Früh am morgen um kurz vor 8 Uhr klopfte es an der Tür und beendeten jäh die Bemühungen von Moritz den Mattes nochmal zum schlafen zu bewegen. Ein älterer Mann stand an vor der Tür um das Standgeld in Höhe von 7 Euro einzutreiben. Er prieß den barfusspfad und schenkte den Kindern je einen Aufkleber mit einer Heidschnucke. Außerdem machte er uns auf den Brötchenservice aufmerksam der jeden Augenblick auf dem Parkplatz erscheinen würde. Kurz zuvor hatte es aufgehört zu regnen und der Platz war nass. Da wir heute noch einiges fahren wollten entschieden wir uns also jeder in seinem Womo ein schnelles Frühstück zu uns zu nehmen und dann weiter zu fahren.

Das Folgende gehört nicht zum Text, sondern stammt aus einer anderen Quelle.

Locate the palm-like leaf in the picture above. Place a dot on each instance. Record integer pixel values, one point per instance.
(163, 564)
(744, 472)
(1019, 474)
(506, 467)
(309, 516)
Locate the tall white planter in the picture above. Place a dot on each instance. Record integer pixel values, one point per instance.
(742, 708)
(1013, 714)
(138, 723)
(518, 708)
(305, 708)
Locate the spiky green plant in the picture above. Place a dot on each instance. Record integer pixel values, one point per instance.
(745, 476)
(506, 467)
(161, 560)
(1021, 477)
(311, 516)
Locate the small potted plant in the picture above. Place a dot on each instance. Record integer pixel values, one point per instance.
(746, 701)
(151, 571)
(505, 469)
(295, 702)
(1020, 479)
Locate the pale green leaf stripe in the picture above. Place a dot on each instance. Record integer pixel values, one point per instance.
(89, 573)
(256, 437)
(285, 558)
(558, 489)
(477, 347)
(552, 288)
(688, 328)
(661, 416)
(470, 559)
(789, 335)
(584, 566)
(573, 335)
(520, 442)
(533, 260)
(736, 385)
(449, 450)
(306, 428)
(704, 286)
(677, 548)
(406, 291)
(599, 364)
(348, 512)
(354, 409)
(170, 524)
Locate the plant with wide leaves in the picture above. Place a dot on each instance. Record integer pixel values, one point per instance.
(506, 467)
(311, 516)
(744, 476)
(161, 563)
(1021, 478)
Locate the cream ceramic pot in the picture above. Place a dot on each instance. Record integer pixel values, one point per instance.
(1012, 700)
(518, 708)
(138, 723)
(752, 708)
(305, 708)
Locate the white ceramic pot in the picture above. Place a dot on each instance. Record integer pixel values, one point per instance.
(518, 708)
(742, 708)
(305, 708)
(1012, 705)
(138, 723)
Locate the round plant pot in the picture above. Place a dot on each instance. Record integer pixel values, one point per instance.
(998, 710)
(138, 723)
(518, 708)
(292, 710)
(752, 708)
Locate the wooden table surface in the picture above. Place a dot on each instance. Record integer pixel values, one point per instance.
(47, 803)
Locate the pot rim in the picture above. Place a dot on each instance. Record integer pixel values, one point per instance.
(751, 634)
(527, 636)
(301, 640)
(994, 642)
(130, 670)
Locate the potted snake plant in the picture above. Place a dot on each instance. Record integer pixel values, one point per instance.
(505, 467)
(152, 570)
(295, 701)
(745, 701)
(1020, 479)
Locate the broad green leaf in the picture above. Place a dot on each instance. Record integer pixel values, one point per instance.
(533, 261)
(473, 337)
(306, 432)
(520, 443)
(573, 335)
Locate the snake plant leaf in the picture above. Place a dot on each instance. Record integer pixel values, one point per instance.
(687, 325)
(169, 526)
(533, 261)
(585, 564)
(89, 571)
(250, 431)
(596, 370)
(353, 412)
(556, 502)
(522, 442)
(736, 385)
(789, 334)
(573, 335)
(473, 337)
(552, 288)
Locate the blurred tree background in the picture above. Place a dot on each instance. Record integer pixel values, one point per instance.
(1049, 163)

Wir kamen auf dem weg nach Norden nur langsam voran. Ständige Regenschauer, Baustellen und Stauß macht uns das leben nicht gerade leicht. So richtig Urlaubsstimmung kam nicht dabei auf. Immer wieder kamen Zweifel ob Schweden auf Grund der Wetterlage wirklich das richtige Reiseziel ist. Um Hamburg war wieder nur schwer ein durchkommen und bis wir auf Fehmarn angekommen waren, war es auch bereits wieder 12 Uhr durch. Zumindest mit der Fähre hatten wir Glück und hatten nur wenige Minuten Wartezeit. Auch auf der Fähre war erstaunlich gutes Wetter mit wenig Wind. User Mittagessen aus lecker Brot und Wurst und Käse nahmen wir oben auf Deck zu uns.

Dänemark begrüßte uns wolkig aber trocken und wir nahmen direkt die etwas über 200km wegstrecke nach Kopenhagen in Angriff. Kurz vor Kopenhagen machten wir noch eine Rast. Hatten wir von letztem Jahr den Rastplatz in Dänemark als sehr kinderfreundlich in Erinnerung war dieser eine herbe Enttäuschung, so dass der Aufenthalt so kurz wie möglich gehalten wurde und wir uns weiter Richtung Öresundbrücke machten. Diese überquerten wir bei klarer Sicht und trockenem Wetter. Dieses Bauwerk ist auch bei der dritten Überfahrt immer noch imposant – auch wenn wir den Preis für ein Wohnmobil im vergleich zu einem PKW völlig überteuert finden (86 €).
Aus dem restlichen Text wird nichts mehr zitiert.